A treaty ends the First World War
Fresh from signing the armistice to end the First World War in November 1918, representatives from the victor nations met in Paris in early 1919 to lay the conditions for a lasting peace. Excluding the Germans from their negotiations, Britain, France and the USA quickly decided that not only were Germany and its allies responsible for the outbreak of the war, but that they should be punished accordingly. As a result, Germany would be forced to cede around one-seventh of its territory, losing areas with large non-German populations, such as Alsace-Lorraine, West Prussia, Poznan, the Memelland and parts of Silesia. Germany would also lose control of the predominantly German-speaking city of Danzig, which would be established as a “free city”, and all of its overseas colonies. The treaty also required Germany to disband its navy and air force and maintain only a small army, which would be forbidden heavy and modern weaponry. The Rhineland was to be put under French occupation and Germany would be issued with a large bill for reparations, the size of which would be determined later.
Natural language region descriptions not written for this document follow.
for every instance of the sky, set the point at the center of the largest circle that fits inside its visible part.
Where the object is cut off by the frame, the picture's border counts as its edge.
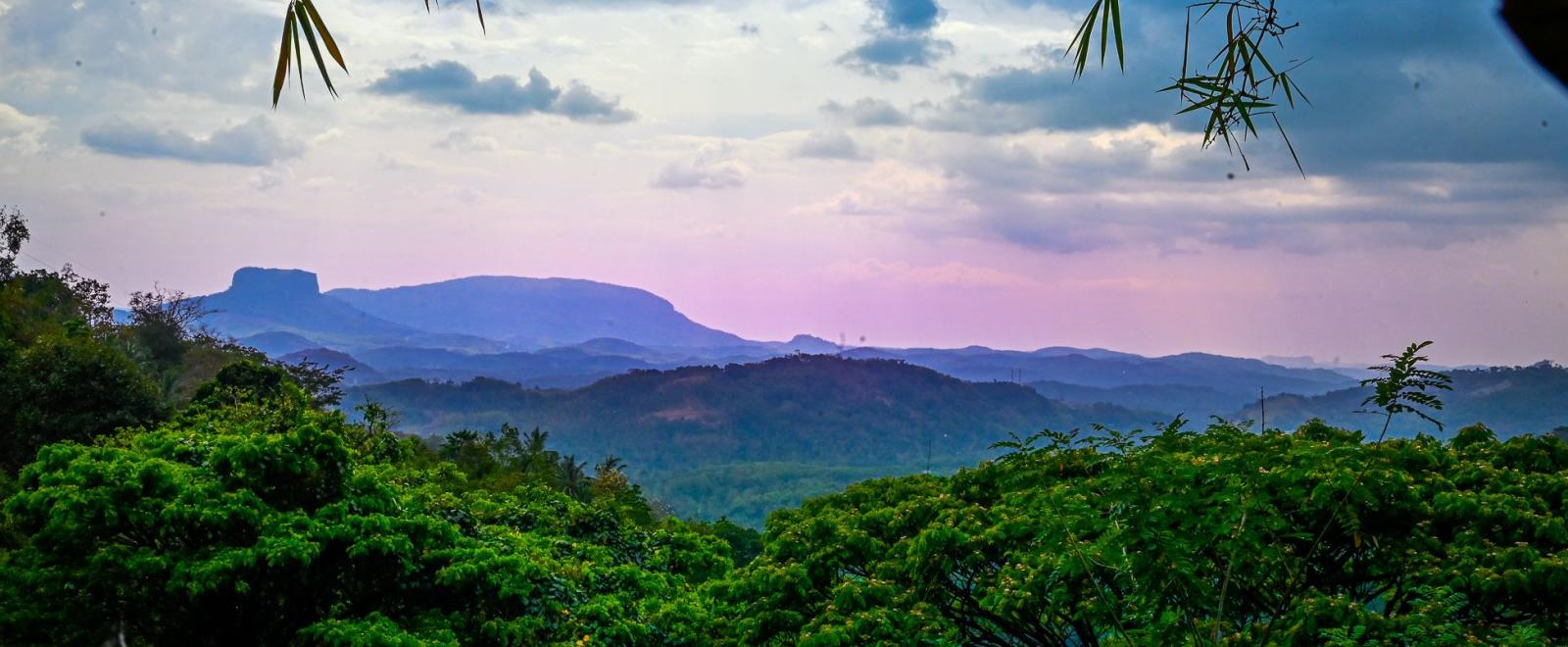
(906, 172)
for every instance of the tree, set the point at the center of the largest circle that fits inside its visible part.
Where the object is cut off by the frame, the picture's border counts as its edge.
(253, 519)
(1176, 539)
(68, 388)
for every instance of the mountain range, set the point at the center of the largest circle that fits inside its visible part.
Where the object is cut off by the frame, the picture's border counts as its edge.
(723, 425)
(564, 333)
Baulking at these conditions – especially the contentious issue of German war guilt – the German government signed only under protest to prevent a complete military occupation. Large sections of the German population never accepted what they viewed as the dictated terms of an unjust and humiliating treaty. The fact that representatives of the new system of government had actually signed it enabled right-wing parties to blame the new republic for selling out the German nation. Not only did this destabilize the young German democracy, but in the words of the French Marshal Foch, it made the Treaty of Versailles resemble “less a peace treaty than an armistice for 20 years”.